In this study, poor glycemic control, younger age and hypertension were associated with glucosuria. If the blood glucose level is above the renal threshold, it will be excreted through urine. Young DM patients may have low awareness and practice regarding blood glucose control, and there is the probability of glucosuria in those patients. As various studies documented, hypertension is a common co-morbidity with DM, and hypertension is usually associated with nephropathy (37,38).

The prevalence of altered urine parameters of DM patients was found to be significant. These increased prevalences of altered urine parameters are potential indicators of diabetic kidney disease. Proteinuria was associated with diastolic blood pressure and poor glycemic control. Hematuria was higher among female participants compared to their counterparts.

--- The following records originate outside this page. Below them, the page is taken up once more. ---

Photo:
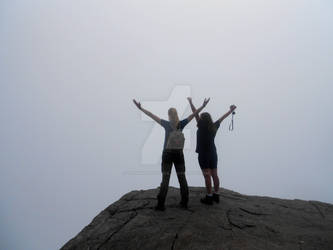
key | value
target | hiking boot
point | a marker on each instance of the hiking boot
(216, 198)
(160, 207)
(208, 200)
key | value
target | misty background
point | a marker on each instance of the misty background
(70, 133)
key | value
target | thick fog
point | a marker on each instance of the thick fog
(72, 141)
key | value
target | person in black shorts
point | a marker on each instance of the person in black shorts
(206, 150)
(172, 156)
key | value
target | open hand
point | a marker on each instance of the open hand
(138, 104)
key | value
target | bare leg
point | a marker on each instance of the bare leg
(207, 174)
(216, 180)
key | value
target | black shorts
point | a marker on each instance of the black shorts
(207, 160)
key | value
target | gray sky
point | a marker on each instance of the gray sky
(69, 131)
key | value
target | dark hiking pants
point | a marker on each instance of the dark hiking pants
(175, 157)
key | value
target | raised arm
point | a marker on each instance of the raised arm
(151, 115)
(198, 110)
(232, 108)
(193, 108)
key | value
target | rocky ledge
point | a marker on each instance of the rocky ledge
(237, 222)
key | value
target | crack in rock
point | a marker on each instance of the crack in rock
(122, 226)
(253, 213)
(180, 228)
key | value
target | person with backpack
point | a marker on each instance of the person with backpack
(206, 150)
(172, 152)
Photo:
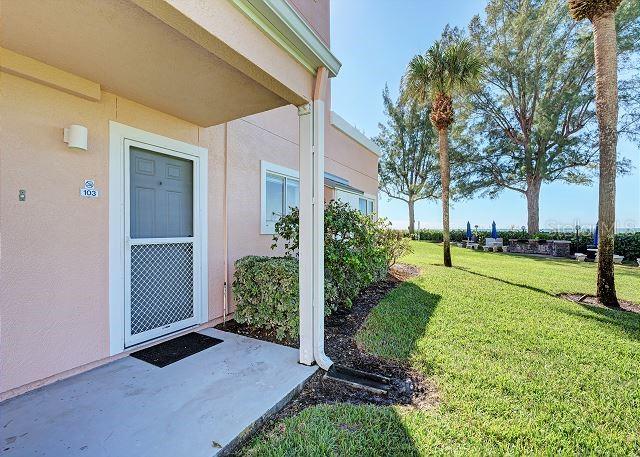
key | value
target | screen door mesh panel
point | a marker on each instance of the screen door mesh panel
(161, 285)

On the other hand, male participants were more likely to have leukocyturia than females. Urine parameters could help in the diagnosis of diabetic kidney disease. Moreover, the result of this study can be used as a baseline data for further longitudinal and multicenter studies in developing countries.

This study was conducted after obtaining ethical approval from the Research and Ethics Review Committee of the School of Biomedical and Laboratory Sciences, College of Medicine and Health Sciences, University of Gondar. Informed written consent was taken from each of the study participant to participate in the study. The results of this study were based on only one urine sample because of budget limitation. This study was also a cross-sectional study, and it was not possible to assess the alteration of urine parameters repeatedly for a long period.